7 is a diagram showing a detailed configuration of the normal MRS generator shown in FIG. In Fig. 7, reference numeral 72 denotes a transfer gate, and reference numerals 74 to 78 denote an inverter.

The operation of the apparatus shown in FIG. 7 will now be described.

When the address bar signal (low signal) for the normal MRS field is input to the transfer gate 72, the transfer gate 72 is turned on because the first control signal is in an enabled state. Therefore, the address bar signal for the normal MRS field passes through the transfer gate 72, and the inverted signal is inverted again by the inverter 76 to output a high signal, whereby the normal mode is set.

FIG. 8 is a detailed block diagram of the special MRS generator shown in FIG.

In Fig. 8, reference numeral 82 denotes a transfer gate, and reference numerals 84 to 88 denote inverters.

The operation of the apparatus shown in FIG. 8 will be described below.

When a special MRS field address bar signal (high) is input to the transfer gate 82, the second transfer gate 82 is turned off because the second control signal is disabled. Therefore, the address bar signal for the special MRS field can not pass through the transfer gate 82.

7 and 8, the normal MRS generator and the special MRS generator cause the normal MRS field address signal to be set to the normal mode by the first control signal and the special MRS field address signal to be blocked by the second control signal , And can be realized in various structures. There may also be various combinations of addresses input to each MRS generator.

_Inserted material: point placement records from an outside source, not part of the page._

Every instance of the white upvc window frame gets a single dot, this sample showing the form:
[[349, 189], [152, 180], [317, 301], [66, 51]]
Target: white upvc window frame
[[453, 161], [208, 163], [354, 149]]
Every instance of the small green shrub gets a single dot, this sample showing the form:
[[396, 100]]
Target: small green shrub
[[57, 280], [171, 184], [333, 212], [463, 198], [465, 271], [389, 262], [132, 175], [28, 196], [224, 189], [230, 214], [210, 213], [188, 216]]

As described above, according to the present invention, it is possible to solve the problem that the special MRS address must be applied at a low level when setting the normal MRS, so that the special MRS address does not affect the normal MRS regardless of the information.

Claims (4)

A PWCBR generator for inputting / CAS, / RAS and / WE signals to output a write enable CBR signal; An MRS enable signal for generating a first control signal for enabling the normal mode and a second control signal for disabling the special mode, receiving the signal output from the PWCBR generator, the normal MRS address signal, and the special MRS address signal, Signal generator; A normal MRS generator for setting the normal mode by controlling the normal MRS address signal by the first control signal; And And a special MRS generator in which the special MRS address signal is controlled by the second control signal so that the special mode is not set, thereby controlling the special mode. The apparatus of claim 1, wherein the MRS enable signal generator comprises: A first NAND gate for receiving a predetermined number of normal MRS address signals and performing logical AND; A NOR gate for receiving a special MRS address signal and performing a logical sum; A second NAND gate for performing an AND operation on a signal output from the first NAND gate, a signal obtained by inverting a signal output from the NOR gate, and a signal output from the PWCBR generator; A first inverter for inverting a signal output from the second NAND gate and outputting the first control signal; A third NAND gate for performing an AND operation on a signal output from the NOR gate, a signal obtained by inverting a signal output from the first NAND gate, and a signal output from the PWCBR generator; And And a second inverter for inverting a signal output from the third NAND gate to output the second control signal to control the special mode. The apparatus of claim 1, wherein the normal MRS generator comprises: A transfer gate which is controlled so that a signal input from the normal MRS address is passed by the first control signal; And a latch circuit for temporarily storing a signal output from said transfer gate and setting a normal mode, wherein said special mode is controlled. The apparatus of claim 1, wherein the special MRS generator comprises: And a transfer gate which is controlled so that a signal input from the special MRS address is intercepted by the second control signal to control the special mode.